The interior of the building was cleared out and boarded up in March 2024. On August 24, 2026, a demolition company posted on Facebook that they were awarded a contract to demolish the structure.

==Notable bookings and staff==
Danzig performed their first show ever at the venue on April 9, 1988.

The venue also hosted a performance by comedian Henny Youngman and speaking engagements by counter-culture personalities Timothy Leary.

Ween called City Gardens their home base. Their first "club" show was opening for the Butthole Surfers as teenagers, and one of their early live shows at City Gardens was released on the live album The Live Brain Wedgie/WAD.

The Ramones performed at City Gardens 22 times, including one of only two performances by the band to feature drummer Clem Burke of Blondie (billed as "Elvis Ramone").

R.E.M.'s song Perfect Circle from their debut album Murmur was inspired in part from Peter Buck sitting in the band's van outside of City Gardens watching children play football.

New Jersey State Assemblyman Erik K. Simonsen performed at the venue with his band Twelve:01.

Host of The Daily Show and comedian Jon Stewart was a bartender at the venue from 1984 to 1987.

LCD Soundsystem frontman James Murphy was an underage bouncer for the venue during the 1980s.

Scott Neuman, owner of the first online record store in 1995 called ForeverVinyl.com, DJ’ed and ran lights for many bands in the early 80’s.

== Legacy ==
Over 4,000 bands performed at City Gardens, with Randy Now booking approximately 98% of those acts. A Flock of Seagulls and Thompson Twins made their American debuts at City Gardens.

Jon Stewart stated that his tenure working at City Gardens inspired him in his future career, stating "I still think the aesthetic for the place sort of inspired you to pursue what you wanted to pursue." Explaining further on the Uproxx People's Party podcast in 2023, Stewart also stated "City Gardens was the first place that I got into that reeked of possibility."

Rollins Band live album Electro Convulsive Therapy was recorded at City Gardens.
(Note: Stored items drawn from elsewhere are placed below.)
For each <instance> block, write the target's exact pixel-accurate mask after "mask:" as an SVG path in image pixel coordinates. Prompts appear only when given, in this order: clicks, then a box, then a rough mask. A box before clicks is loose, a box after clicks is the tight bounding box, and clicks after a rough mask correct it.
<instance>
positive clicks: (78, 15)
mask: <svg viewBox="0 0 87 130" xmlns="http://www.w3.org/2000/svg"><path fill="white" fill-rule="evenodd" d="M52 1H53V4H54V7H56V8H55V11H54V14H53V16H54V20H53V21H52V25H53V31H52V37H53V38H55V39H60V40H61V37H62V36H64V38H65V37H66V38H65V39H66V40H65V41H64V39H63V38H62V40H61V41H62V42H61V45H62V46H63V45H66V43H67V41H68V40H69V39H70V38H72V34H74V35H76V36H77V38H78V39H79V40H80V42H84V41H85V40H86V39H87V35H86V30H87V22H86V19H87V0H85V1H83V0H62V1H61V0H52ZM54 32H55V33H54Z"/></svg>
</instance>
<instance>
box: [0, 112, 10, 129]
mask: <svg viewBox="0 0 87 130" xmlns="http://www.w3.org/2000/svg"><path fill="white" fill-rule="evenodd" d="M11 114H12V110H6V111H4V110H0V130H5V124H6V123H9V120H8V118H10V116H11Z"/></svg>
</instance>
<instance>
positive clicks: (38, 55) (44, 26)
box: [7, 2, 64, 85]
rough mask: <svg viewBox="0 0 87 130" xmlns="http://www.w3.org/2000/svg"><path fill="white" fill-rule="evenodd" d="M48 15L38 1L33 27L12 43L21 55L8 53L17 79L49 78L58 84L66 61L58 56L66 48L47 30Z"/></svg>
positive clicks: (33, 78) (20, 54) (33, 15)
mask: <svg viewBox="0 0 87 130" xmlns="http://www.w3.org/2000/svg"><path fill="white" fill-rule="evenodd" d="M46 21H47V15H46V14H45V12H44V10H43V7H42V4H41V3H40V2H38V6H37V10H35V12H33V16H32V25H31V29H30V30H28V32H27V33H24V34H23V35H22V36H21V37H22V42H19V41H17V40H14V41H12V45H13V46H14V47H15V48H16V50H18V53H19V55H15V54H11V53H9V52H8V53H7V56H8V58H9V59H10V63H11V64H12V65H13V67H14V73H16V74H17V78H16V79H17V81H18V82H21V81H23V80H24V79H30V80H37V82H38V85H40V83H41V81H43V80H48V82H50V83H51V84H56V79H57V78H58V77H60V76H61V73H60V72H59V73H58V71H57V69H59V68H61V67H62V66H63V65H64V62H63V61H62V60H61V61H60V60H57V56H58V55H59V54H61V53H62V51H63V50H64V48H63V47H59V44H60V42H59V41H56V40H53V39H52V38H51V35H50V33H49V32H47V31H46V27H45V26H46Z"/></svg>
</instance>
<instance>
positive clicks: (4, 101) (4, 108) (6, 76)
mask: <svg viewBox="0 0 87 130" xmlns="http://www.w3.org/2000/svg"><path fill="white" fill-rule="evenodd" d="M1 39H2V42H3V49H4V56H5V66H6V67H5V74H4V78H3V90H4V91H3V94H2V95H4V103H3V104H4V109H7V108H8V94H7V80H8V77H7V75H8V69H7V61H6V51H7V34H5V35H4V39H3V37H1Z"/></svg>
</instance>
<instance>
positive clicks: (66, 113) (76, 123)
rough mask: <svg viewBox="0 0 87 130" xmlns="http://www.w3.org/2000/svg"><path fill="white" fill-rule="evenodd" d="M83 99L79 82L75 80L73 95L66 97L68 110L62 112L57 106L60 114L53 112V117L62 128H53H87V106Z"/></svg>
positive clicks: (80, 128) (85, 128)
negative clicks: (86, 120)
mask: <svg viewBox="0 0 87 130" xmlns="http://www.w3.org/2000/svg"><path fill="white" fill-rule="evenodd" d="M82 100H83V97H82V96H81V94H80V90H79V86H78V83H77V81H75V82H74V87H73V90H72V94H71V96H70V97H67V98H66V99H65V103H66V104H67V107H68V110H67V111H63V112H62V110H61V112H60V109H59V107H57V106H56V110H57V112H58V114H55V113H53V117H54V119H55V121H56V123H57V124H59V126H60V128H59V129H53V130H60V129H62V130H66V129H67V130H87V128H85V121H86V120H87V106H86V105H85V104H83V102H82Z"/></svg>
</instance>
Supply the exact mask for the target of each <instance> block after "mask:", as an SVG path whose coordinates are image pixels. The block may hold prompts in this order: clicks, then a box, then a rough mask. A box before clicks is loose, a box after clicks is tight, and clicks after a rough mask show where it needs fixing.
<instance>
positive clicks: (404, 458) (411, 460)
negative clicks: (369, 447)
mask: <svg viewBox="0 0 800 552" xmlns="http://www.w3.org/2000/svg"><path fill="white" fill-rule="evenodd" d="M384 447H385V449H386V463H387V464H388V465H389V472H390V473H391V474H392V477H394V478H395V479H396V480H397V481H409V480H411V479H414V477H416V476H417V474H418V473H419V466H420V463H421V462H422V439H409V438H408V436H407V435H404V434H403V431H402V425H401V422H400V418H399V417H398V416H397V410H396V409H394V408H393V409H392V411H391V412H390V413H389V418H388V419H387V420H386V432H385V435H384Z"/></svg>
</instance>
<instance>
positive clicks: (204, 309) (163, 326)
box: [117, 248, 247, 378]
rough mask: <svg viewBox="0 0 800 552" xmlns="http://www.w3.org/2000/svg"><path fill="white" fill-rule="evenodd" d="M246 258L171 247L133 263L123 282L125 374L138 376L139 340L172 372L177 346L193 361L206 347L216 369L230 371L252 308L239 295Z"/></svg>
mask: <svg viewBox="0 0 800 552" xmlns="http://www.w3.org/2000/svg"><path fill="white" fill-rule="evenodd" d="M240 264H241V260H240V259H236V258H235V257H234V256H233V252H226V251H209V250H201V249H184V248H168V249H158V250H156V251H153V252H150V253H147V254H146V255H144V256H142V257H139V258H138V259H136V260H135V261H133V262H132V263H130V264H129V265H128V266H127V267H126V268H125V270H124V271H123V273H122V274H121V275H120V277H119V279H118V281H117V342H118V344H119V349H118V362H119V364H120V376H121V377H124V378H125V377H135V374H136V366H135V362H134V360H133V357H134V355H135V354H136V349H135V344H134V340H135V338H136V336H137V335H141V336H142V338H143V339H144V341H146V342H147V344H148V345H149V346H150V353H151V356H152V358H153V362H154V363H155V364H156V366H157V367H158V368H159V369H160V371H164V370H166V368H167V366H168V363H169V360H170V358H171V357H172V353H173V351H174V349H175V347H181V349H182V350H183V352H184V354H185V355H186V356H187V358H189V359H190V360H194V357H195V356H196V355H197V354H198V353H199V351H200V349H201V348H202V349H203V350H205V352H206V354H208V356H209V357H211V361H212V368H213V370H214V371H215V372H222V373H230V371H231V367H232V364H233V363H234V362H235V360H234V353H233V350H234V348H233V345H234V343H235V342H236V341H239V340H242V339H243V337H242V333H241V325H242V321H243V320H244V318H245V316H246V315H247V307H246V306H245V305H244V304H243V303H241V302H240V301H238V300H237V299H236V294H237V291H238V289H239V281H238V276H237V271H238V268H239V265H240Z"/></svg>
The album was released in Japan in 1993. Other live albums recorded at City Gardens include Discharge's Live At The City Garden New Jersey in 1989, The Dickies Live When They Were Five in 2014, and The Replacements Live at City Gardens 1984 in 2025.

Milo Aukerman of the Descendents filled in for All singer Chad Price during a show at City Gardens on October 24,1993. Aukerman credits this show as what inspired him to continue performing and eventually reunite with the band, stating "If [Bill] hadn't called me and set this show up, we might of not gotten back together in 1996."

Tim Hinely writing for the Go Metric! zine stated "every punk band who is a punk band played there," naming his favorite performances as Circle Jerks, Agnostic Front, Murphys Law, Butthole Surfers, Sonic Youth, Mod Fun, Gwar, Descendents and Ween, among others.

==Media==
In 2014, authors Amy Yates Wuelfing and Steven DiLodovico published a book on the City Gardens scene, No Slam Dancing, No Stage Diving, No Spikes: An Oral History of New Jersey's Legendary City Gardens featuring a chronological timeline of every concert at the venue from 1979 to 1994 with commentary from band members, former employees of the venue, and historians.

That same year, director Steve Tozzi released his documentary, Riot on the Dance Floor, based on Randy Now and City Gardens.